Hello !
I have been playing with a new project, back to my ML roots. This time I'm writing an LLM inference server.
The goal is to have an inference server that is standalone, ideally single binary though in the meantime it will depend on PyTorch (but it can link to system PyTorch, venv PyTorch or even download and link to the pure C++ libtorch at the moment, see how it is done: https://github.com/mratsim/tattletale/blob/c477050/workspace/libtorch/vendor/libtorch.nim
Currently I have a bidirectional Tattletale<->Pytorch interop for tensors, the implementation turned out very simple:
https://github.com/mratsim/tattletale/blob/c477050/workspace/libtorch/src/tensors_py.nim
Just 150 LOC, license and comments included.
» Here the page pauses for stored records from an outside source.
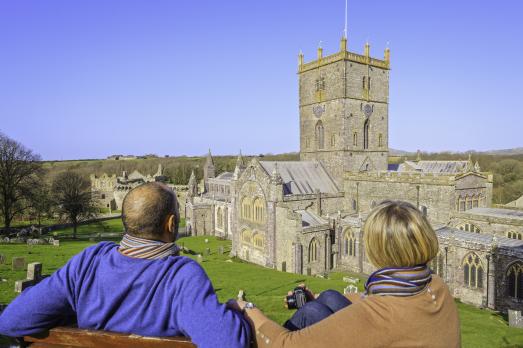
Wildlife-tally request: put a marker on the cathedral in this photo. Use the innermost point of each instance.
(306, 216)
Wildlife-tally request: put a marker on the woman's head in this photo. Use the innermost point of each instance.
(397, 235)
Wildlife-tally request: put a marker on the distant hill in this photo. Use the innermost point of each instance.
(502, 152)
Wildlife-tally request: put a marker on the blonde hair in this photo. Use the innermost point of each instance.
(396, 234)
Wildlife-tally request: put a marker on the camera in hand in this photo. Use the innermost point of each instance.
(297, 299)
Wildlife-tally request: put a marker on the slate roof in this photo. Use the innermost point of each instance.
(485, 239)
(310, 219)
(434, 166)
(497, 212)
(225, 176)
(302, 177)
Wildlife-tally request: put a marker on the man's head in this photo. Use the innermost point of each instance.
(151, 211)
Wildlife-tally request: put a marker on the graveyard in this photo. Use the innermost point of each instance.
(265, 287)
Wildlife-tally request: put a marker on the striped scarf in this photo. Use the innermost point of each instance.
(399, 281)
(146, 248)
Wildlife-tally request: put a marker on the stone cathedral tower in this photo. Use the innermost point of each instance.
(344, 109)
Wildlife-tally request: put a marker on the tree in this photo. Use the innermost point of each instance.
(18, 169)
(72, 198)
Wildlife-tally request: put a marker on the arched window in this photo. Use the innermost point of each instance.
(320, 140)
(515, 280)
(258, 241)
(349, 244)
(246, 212)
(514, 235)
(472, 271)
(314, 250)
(246, 236)
(469, 227)
(366, 134)
(219, 217)
(259, 210)
(437, 265)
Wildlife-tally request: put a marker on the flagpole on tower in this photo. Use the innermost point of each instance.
(345, 30)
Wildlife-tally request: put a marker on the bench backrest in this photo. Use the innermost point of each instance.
(74, 337)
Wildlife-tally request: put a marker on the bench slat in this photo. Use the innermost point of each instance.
(74, 337)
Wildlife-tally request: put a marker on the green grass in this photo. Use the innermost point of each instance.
(265, 287)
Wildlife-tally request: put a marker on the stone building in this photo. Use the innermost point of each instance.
(306, 216)
(110, 190)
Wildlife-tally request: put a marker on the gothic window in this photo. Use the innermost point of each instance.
(219, 217)
(472, 271)
(258, 241)
(314, 250)
(246, 236)
(514, 235)
(437, 265)
(349, 244)
(466, 226)
(259, 210)
(320, 135)
(366, 134)
(515, 280)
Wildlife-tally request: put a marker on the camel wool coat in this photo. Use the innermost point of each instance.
(428, 319)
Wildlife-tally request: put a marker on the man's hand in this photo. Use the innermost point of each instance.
(237, 305)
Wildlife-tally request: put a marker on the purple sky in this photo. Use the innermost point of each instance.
(87, 79)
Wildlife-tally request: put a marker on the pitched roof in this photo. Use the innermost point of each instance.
(497, 212)
(302, 177)
(434, 166)
(310, 219)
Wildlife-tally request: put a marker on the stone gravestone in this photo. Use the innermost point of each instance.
(18, 264)
(34, 275)
(515, 319)
(351, 289)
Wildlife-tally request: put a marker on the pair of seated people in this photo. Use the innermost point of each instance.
(142, 286)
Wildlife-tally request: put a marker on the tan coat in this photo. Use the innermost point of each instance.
(428, 319)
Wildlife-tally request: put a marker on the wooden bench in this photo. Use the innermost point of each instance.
(74, 337)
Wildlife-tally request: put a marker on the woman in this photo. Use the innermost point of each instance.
(404, 304)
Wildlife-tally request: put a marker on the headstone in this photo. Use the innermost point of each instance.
(351, 289)
(34, 271)
(18, 263)
(34, 275)
(351, 280)
(515, 319)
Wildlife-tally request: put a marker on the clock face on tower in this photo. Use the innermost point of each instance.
(367, 110)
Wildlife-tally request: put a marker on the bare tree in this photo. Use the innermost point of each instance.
(18, 168)
(73, 199)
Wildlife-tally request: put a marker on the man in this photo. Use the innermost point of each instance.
(139, 287)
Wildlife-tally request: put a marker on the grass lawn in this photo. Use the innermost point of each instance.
(265, 287)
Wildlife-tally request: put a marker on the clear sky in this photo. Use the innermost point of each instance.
(87, 79)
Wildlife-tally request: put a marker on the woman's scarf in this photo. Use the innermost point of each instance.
(146, 248)
(399, 281)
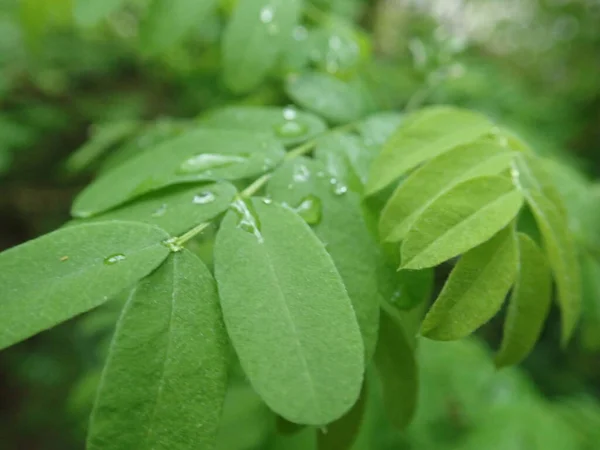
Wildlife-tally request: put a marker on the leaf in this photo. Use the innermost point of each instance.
(177, 209)
(528, 306)
(169, 21)
(164, 382)
(295, 311)
(334, 99)
(254, 38)
(435, 178)
(397, 370)
(55, 277)
(558, 241)
(199, 155)
(475, 289)
(89, 12)
(288, 124)
(465, 216)
(422, 136)
(336, 217)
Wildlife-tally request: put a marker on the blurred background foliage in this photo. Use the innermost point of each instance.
(70, 73)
- Tests from the Nim side, calling Python: https://github.com/mratsim/tattletale/blob/c477050/workspace/libtorch/tests/python_integration/test_tensor_bridge.nim
And I have implemented almost end-to-end inference (just missing conversion of token_ids to string) that is fuzzed against huggingface/transformers showcasing Nim from Python
Next steps? Too long, I have a whole plan here, making an inference server is quite complex:
**https://github.com/mratsim/tattletale/issues/1**
I see the killer applications as:
- No python dependency hell, even with Docker it's a pain to manage certain dependencies (looking at you FlashAttention, causal_conv1d, xformers, transformers that set incompatible version and need alignment of planets).
- Embeddability, I want the inference engine to be able to run on phones or even integrated in a game engine so you could have NPC dialogue being autogenerated (I heard Gemma4-E2B, is very smart for its sice)
- Portability: Obviously I'll target Nvidia GPUs, but I want the code to run on via Vulkan, Metal, WebGPU, OpenCL as well
Concurrency: llama.cpp and ik_llama.cpp don't cut it for concurrency, they have a very naive way to process parallel requests which is having pre-reserved slots and the LLM context you get is context_len / slots, so if you want to serve say 10 NPCs on a 131K context model, you only have 13.1K per request, forever even if in the specific portion of your game you only have the one NPC boss and no other.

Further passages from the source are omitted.